Il n’y a pas deux capitaines dans un même bateau, comme il ne saurait y avoir deux lions dans la tanière de la Fédération camerounaise de football. Samuel Eto’o Fils, le président de la Fécafoot a tenu à le faire savoir à ceux qui semblent encore l’ignorer. Des représentants du ministre camerounais des Sports, Narcisse Mouelle Kombi, et le sélectionneur belge Marc Brys, nommé par le même ministre à la tête de la sélection A de football du Cameroun, en ont eu ferme confirmation. C’était à l’occasion d’une rencontre de travail convoquée, ce mardi, par le patron du foot camerounais pour, visiblement remettre les pendules à l’heure, en rapprochant le staff désigné par lui et celui mis en place par le département des Sports. Mais les échanges ont été houleux entre les hommes de l’institution gouvernementale et le président de la Fécafoot exaspéré par ce qu’il considère comme une intrusion dans ses vestiaires. Ce fut un miracle si les lieux n’ont pas servi de ring aux deux parties, qui se regardent en chiens de faïence, depuis quelques temps, pour le plus grand malheur d’un football camerounais en pleine descente aux enfers.
«Ici, vous n’avez pas la parole. Quand je viens au ministère, je vous respecte, ici je suis le seul patron! C’est la dernière fois, Monsieur Tollo (Cyrille Tollo du ministère des Sports, NDLR)! Appelez la sécurité. Vous le mettez dehors!» Le ton était sans équivoque, tout comme celui utilisé par Samuel Eto’o pour rappeler au sélectionneur belge qui était son employeur. Même si c’est le ministère des Sports qui le paie. Un paradoxe qui rend, du reste, les relations bien ambiguës entre les deux parties actuellement en conflit. En effet, traditionnellement, c’est la Fécafoot qui fait le choix des entraîneurs nationaux mais c’est le ministère qui les paie. Toute chose qui peut faire croire au «payeur» qu’il a tous les droits, dont celui de nommer le sélectionneur national à qui il paie un salaire. Dans le même temps, c’est la Fécacoot et son président qui ont la responsabilité de répondre des résultats du sélectionneur. Quand tout allait bien, et que les Lions, dont un certain Samuel Eto’o, étaient indomptables, ce qui ressemble à une incongruité ne dérangeait guère. Mais avec les prestations décevantes des Lions Indomptables qui ont perdu crinière, crocs et griffes, ont, alors, affleuré les difficultés de cette cohabitation bien singulière entre le politique et le ballon rond.

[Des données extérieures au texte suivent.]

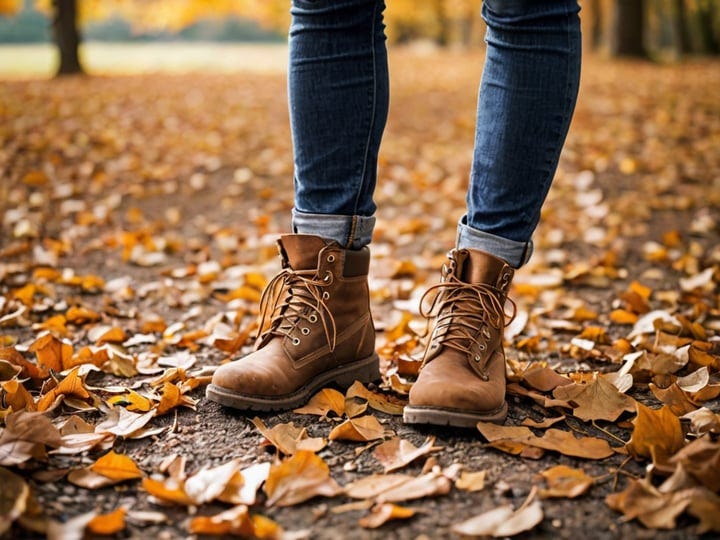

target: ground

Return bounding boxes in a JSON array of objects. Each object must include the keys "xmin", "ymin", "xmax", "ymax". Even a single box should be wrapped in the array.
[{"xmin": 0, "ymin": 49, "xmax": 720, "ymax": 539}]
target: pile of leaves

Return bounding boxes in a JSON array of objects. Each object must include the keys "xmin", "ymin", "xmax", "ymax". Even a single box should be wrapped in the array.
[{"xmin": 0, "ymin": 51, "xmax": 720, "ymax": 538}]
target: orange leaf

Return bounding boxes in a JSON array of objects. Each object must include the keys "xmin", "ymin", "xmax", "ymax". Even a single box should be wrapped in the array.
[
  {"xmin": 87, "ymin": 508, "xmax": 126, "ymax": 535},
  {"xmin": 142, "ymin": 478, "xmax": 195, "ymax": 506},
  {"xmin": 264, "ymin": 450, "xmax": 342, "ymax": 506},
  {"xmin": 625, "ymin": 402, "xmax": 685, "ymax": 465},
  {"xmin": 328, "ymin": 415, "xmax": 385, "ymax": 442},
  {"xmin": 90, "ymin": 450, "xmax": 142, "ymax": 481},
  {"xmin": 28, "ymin": 334, "xmax": 73, "ymax": 371}
]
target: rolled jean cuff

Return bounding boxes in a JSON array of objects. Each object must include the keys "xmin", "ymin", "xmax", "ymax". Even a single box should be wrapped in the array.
[
  {"xmin": 292, "ymin": 208, "xmax": 375, "ymax": 249},
  {"xmin": 456, "ymin": 218, "xmax": 533, "ymax": 268}
]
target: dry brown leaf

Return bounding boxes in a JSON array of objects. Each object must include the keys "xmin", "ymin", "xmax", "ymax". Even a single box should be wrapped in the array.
[
  {"xmin": 95, "ymin": 407, "xmax": 155, "ymax": 437},
  {"xmin": 605, "ymin": 479, "xmax": 691, "ymax": 529},
  {"xmin": 293, "ymin": 388, "xmax": 345, "ymax": 416},
  {"xmin": 477, "ymin": 422, "xmax": 614, "ymax": 459},
  {"xmin": 328, "ymin": 414, "xmax": 385, "ymax": 442},
  {"xmin": 625, "ymin": 402, "xmax": 685, "ymax": 466},
  {"xmin": 252, "ymin": 416, "xmax": 325, "ymax": 456},
  {"xmin": 522, "ymin": 367, "xmax": 572, "ymax": 392},
  {"xmin": 264, "ymin": 450, "xmax": 342, "ymax": 506},
  {"xmin": 669, "ymin": 436, "xmax": 720, "ymax": 492},
  {"xmin": 455, "ymin": 471, "xmax": 487, "ymax": 492},
  {"xmin": 539, "ymin": 465, "xmax": 594, "ymax": 499},
  {"xmin": 155, "ymin": 382, "xmax": 197, "ymax": 416},
  {"xmin": 553, "ymin": 374, "xmax": 635, "ymax": 422},
  {"xmin": 373, "ymin": 437, "xmax": 435, "ymax": 473},
  {"xmin": 218, "ymin": 463, "xmax": 270, "ymax": 506},
  {"xmin": 345, "ymin": 381, "xmax": 405, "ymax": 416},
  {"xmin": 648, "ymin": 383, "xmax": 698, "ymax": 416},
  {"xmin": 358, "ymin": 503, "xmax": 416, "ymax": 529},
  {"xmin": 142, "ymin": 478, "xmax": 195, "ymax": 506},
  {"xmin": 190, "ymin": 505, "xmax": 255, "ymax": 538},
  {"xmin": 0, "ymin": 411, "xmax": 62, "ymax": 465},
  {"xmin": 183, "ymin": 459, "xmax": 240, "ymax": 504},
  {"xmin": 452, "ymin": 501, "xmax": 544, "ymax": 538},
  {"xmin": 0, "ymin": 467, "xmax": 30, "ymax": 536}
]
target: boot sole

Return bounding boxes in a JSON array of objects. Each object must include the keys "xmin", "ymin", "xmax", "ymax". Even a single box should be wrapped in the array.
[
  {"xmin": 205, "ymin": 353, "xmax": 381, "ymax": 411},
  {"xmin": 403, "ymin": 402, "xmax": 508, "ymax": 428}
]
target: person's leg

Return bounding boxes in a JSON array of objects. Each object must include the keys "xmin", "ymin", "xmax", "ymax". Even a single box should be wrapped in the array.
[
  {"xmin": 403, "ymin": 0, "xmax": 580, "ymax": 427},
  {"xmin": 207, "ymin": 0, "xmax": 388, "ymax": 410},
  {"xmin": 288, "ymin": 0, "xmax": 389, "ymax": 249},
  {"xmin": 457, "ymin": 0, "xmax": 581, "ymax": 268}
]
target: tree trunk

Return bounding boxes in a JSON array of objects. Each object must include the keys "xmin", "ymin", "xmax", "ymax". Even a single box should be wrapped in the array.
[
  {"xmin": 673, "ymin": 0, "xmax": 692, "ymax": 56},
  {"xmin": 610, "ymin": 0, "xmax": 647, "ymax": 58},
  {"xmin": 698, "ymin": 2, "xmax": 720, "ymax": 55},
  {"xmin": 590, "ymin": 0, "xmax": 603, "ymax": 50},
  {"xmin": 435, "ymin": 0, "xmax": 450, "ymax": 47},
  {"xmin": 52, "ymin": 0, "xmax": 83, "ymax": 75}
]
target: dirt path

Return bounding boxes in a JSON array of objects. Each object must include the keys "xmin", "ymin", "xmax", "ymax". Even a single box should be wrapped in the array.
[{"xmin": 0, "ymin": 51, "xmax": 720, "ymax": 539}]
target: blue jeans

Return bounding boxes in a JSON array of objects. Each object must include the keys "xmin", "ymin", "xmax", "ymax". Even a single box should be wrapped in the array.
[{"xmin": 288, "ymin": 0, "xmax": 581, "ymax": 267}]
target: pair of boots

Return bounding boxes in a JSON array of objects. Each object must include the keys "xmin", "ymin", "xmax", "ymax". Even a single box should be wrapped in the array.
[{"xmin": 207, "ymin": 234, "xmax": 513, "ymax": 427}]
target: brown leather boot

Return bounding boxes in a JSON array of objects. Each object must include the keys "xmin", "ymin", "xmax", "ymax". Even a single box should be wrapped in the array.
[
  {"xmin": 207, "ymin": 234, "xmax": 380, "ymax": 410},
  {"xmin": 403, "ymin": 249, "xmax": 514, "ymax": 427}
]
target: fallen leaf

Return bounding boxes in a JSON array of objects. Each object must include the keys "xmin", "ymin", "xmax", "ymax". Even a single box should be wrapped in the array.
[
  {"xmin": 328, "ymin": 415, "xmax": 385, "ymax": 442},
  {"xmin": 452, "ymin": 501, "xmax": 544, "ymax": 538},
  {"xmin": 0, "ymin": 467, "xmax": 30, "ymax": 536},
  {"xmin": 358, "ymin": 503, "xmax": 416, "ymax": 529},
  {"xmin": 183, "ymin": 459, "xmax": 240, "ymax": 504},
  {"xmin": 455, "ymin": 471, "xmax": 487, "ymax": 492},
  {"xmin": 89, "ymin": 450, "xmax": 143, "ymax": 482},
  {"xmin": 625, "ymin": 402, "xmax": 685, "ymax": 465},
  {"xmin": 477, "ymin": 422, "xmax": 614, "ymax": 459},
  {"xmin": 553, "ymin": 374, "xmax": 635, "ymax": 422},
  {"xmin": 539, "ymin": 465, "xmax": 594, "ymax": 499},
  {"xmin": 345, "ymin": 381, "xmax": 405, "ymax": 416},
  {"xmin": 373, "ymin": 437, "xmax": 435, "ymax": 473},
  {"xmin": 293, "ymin": 388, "xmax": 345, "ymax": 416},
  {"xmin": 264, "ymin": 450, "xmax": 342, "ymax": 506},
  {"xmin": 87, "ymin": 508, "xmax": 127, "ymax": 536},
  {"xmin": 252, "ymin": 417, "xmax": 325, "ymax": 456}
]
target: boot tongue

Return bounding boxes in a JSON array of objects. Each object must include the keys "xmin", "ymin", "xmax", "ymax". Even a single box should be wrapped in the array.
[
  {"xmin": 457, "ymin": 249, "xmax": 505, "ymax": 286},
  {"xmin": 278, "ymin": 234, "xmax": 327, "ymax": 270}
]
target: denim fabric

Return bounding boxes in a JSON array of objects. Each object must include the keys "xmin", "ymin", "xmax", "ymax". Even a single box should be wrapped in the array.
[
  {"xmin": 288, "ymin": 0, "xmax": 580, "ymax": 267},
  {"xmin": 288, "ymin": 0, "xmax": 389, "ymax": 248}
]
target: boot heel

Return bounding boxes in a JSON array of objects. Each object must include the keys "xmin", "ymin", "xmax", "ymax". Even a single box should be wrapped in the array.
[{"xmin": 333, "ymin": 353, "xmax": 382, "ymax": 388}]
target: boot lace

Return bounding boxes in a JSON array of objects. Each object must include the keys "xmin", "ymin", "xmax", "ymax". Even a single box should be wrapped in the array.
[
  {"xmin": 260, "ymin": 268, "xmax": 336, "ymax": 351},
  {"xmin": 420, "ymin": 270, "xmax": 516, "ymax": 376}
]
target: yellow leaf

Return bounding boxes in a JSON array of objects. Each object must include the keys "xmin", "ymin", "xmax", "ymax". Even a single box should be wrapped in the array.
[
  {"xmin": 328, "ymin": 415, "xmax": 385, "ymax": 442},
  {"xmin": 264, "ymin": 450, "xmax": 342, "ymax": 506},
  {"xmin": 90, "ymin": 450, "xmax": 142, "ymax": 481}
]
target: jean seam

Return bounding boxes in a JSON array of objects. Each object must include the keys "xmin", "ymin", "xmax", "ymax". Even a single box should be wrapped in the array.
[{"xmin": 353, "ymin": 2, "xmax": 378, "ymax": 215}]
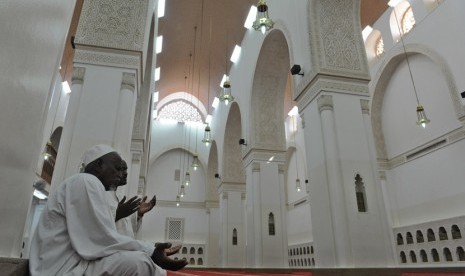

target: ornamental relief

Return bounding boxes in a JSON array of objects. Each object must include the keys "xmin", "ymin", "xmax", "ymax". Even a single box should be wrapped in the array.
[
  {"xmin": 320, "ymin": 0, "xmax": 361, "ymax": 71},
  {"xmin": 75, "ymin": 0, "xmax": 148, "ymax": 51},
  {"xmin": 308, "ymin": 0, "xmax": 369, "ymax": 77}
]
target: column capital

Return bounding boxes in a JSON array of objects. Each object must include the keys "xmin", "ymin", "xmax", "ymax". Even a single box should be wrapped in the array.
[
  {"xmin": 121, "ymin": 72, "xmax": 136, "ymax": 92},
  {"xmin": 317, "ymin": 95, "xmax": 334, "ymax": 113},
  {"xmin": 242, "ymin": 148, "xmax": 286, "ymax": 166},
  {"xmin": 71, "ymin": 67, "xmax": 86, "ymax": 85},
  {"xmin": 360, "ymin": 99, "xmax": 370, "ymax": 115}
]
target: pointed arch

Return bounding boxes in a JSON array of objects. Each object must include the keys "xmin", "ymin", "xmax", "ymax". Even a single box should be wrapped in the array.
[
  {"xmin": 370, "ymin": 44, "xmax": 465, "ymax": 160},
  {"xmin": 250, "ymin": 30, "xmax": 290, "ymax": 151},
  {"xmin": 222, "ymin": 102, "xmax": 245, "ymax": 183}
]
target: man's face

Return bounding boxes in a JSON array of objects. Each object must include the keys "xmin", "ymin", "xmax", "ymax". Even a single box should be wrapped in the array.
[
  {"xmin": 99, "ymin": 152, "xmax": 122, "ymax": 191},
  {"xmin": 119, "ymin": 160, "xmax": 128, "ymax": 186}
]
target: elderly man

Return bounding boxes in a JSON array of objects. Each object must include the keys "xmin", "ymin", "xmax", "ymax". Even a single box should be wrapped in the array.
[{"xmin": 29, "ymin": 145, "xmax": 187, "ymax": 276}]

Question: Samuel Eto’o, dont le règne à la tête de la Fécafoot est très perturbé comme par une main invisible, n’est-il pas victime des ambitions, vraies ou fausses, de présidentiable qui lui sont prêtées, notamment par les politiciens qui scrutent certainement trop du côté du Liberia où, George Weah, un autre footballeur stratosphérique, le seul Ballon d’Or africain en Europe, est devenu président de la République en 2018, avant de céder son fauteuil cette année? En tout cas, dans ce Cameroun de tous les possibles, où la gérontocratie semble être devenu le premier atout pour être chef d’institutions comme la présidence, l’Assemblée nationale et le Sénat, l’outrecuidance du quadra Samuel Eto’o, il n’a que 43 ans, ne peut qu’être vue d’un mauvais œil.
Pourtant, à quelques jours de leur premier rassemblement prévu pour le 3 juin, avant les deux premiers matches des éliminatoires pour la Coupe du monde 2026, les Lions Indomptables, plus que jamais, ont besoin de calme et de sérénité. Ce qui est loin d’être le cas actuellement, dans une tanière qui ressemble davantage à la Tour de Babel. Que tirer de footballeurs tiraillés entre deux staffs, l’un mis en place par la Fécafoot et l’autre par le ministère des Sports? Il est certainement temps que, pour le bien des Lions et, singulièrement du Cameroun, Paul Biya, le président de la république, siffle la fin de la récréation et amène les uns et les autres à jouer balle à terre!